"Ninety cents," gasped Yan. Oh! if only he had known the ways of booksellers or the workings of cash discounts. For six weeks had he been barred this happy land—had suffered starvation; he had misappropriated funds, he had fractured his conscience and all to raise that ten cents—that unnecessary dime.

He read that book reverentially all the way home. It did not give him what he wanted, but that doubtless was his own fault. He pored over it, studied it, loved it, never doubting that now he had the key to all the wonders and mysteries of Nature. It was five years before he fully found out that the text was the most worthless trash ever foisted on a torpid public.
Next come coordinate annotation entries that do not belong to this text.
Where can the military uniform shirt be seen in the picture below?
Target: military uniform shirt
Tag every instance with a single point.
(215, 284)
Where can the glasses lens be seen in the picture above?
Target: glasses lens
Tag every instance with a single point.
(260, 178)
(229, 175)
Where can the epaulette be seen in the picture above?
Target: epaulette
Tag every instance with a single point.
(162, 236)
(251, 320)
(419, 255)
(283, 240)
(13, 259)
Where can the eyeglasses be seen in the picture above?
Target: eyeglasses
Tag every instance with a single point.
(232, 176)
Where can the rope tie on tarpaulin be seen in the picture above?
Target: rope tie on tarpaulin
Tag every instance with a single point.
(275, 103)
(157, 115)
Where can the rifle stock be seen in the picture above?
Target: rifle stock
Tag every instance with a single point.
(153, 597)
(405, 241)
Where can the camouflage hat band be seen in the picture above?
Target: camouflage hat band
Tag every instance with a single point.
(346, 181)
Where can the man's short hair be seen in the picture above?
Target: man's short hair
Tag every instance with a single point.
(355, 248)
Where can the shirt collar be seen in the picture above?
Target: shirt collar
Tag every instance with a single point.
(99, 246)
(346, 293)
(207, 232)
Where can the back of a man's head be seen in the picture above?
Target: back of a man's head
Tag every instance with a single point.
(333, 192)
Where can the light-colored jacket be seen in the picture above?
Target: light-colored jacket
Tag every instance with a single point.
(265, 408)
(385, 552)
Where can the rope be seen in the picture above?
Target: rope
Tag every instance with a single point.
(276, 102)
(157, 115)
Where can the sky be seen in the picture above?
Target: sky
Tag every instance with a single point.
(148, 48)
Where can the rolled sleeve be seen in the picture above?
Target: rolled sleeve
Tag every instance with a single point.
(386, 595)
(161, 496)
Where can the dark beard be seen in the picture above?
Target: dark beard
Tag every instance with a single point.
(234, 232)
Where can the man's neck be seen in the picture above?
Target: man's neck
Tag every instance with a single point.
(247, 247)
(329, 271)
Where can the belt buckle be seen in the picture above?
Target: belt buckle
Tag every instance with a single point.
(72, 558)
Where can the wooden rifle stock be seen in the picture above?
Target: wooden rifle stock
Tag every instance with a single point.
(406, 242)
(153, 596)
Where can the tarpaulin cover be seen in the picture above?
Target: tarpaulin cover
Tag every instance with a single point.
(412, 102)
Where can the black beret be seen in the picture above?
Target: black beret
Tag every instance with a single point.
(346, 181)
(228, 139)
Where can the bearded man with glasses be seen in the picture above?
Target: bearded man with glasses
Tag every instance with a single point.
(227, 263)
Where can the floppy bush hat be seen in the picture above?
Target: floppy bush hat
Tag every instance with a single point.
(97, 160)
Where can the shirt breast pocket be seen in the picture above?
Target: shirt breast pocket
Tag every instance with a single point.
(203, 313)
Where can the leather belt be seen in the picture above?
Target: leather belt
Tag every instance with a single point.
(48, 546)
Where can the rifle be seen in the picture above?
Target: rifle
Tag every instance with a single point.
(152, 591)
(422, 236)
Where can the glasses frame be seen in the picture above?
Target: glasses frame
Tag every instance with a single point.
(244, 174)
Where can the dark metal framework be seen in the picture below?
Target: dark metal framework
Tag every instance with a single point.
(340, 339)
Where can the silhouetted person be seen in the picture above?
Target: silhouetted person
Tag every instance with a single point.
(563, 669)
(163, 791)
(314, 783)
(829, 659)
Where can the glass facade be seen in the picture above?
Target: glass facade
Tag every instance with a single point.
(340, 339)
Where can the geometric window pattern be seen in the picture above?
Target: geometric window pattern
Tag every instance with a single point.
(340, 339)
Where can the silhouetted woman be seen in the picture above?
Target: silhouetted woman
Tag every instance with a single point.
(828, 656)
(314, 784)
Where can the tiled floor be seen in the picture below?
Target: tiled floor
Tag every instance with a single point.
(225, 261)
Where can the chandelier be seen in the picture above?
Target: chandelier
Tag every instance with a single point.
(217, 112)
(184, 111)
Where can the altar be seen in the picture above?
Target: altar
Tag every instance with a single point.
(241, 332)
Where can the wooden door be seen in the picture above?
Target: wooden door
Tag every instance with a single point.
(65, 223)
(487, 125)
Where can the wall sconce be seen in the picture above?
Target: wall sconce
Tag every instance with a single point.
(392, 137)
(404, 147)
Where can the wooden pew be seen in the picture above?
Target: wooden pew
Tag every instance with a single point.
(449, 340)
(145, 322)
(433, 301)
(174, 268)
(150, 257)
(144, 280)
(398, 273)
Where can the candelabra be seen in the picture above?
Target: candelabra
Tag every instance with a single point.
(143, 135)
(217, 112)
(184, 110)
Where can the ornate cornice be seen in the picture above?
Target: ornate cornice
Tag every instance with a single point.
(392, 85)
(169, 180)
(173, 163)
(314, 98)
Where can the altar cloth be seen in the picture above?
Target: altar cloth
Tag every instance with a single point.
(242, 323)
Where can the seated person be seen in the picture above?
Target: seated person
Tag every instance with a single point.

Nevertheless, the book held some useful things; first, a list of the bird names; second, some thirty vile travesties of Audubon and Wilson's bird portraits.

These were the birds thus maligned:

Duck Hawk
Sparrow Hawk
White-headed Eagle
[37] Great Horned Owl
Snowy Owl
Red-headed Woodpecker
Golden-winged Woodpecker
Barn-swallow
Whip-poor-will
Night Hawk
Belted Kingfisher
Kingbird
Woodthrush
Catbird
White-bellied Nuthatch
Brown Creeper
Bohemian Chatterer
Great Northern Shrike
Shore Lark
Rose-breasted Grosbeak
Bobolink
Meadow Lark
Bluejay
Ruffed Grouse
Great Blue Heron
Bittern
Wilson's Snipe
Long-biller Curlew
Purple Gallinule
Canada Goose
Wood Duck
Hooded Merganser
Double-crested Cormorant
Arctic Tern
Great Northern Diver
Stormy Petrel
Arctic Puffin
Black Guillemot

[36]

But badly as they were presented, the pictures were yet information, and were entered in his memory as lasting accessions to his store of truth about the Wild Things.

Of course, he already knew some few birds whose names are familiar to every schoolboy: the Robin, Bluebird, Kingbird, Wild Canary, Woodpecker, Barn-swallow, Wren, Chickadee, Wild Pigeon, Humming-bird, Pewee, so that his list was steadily increased.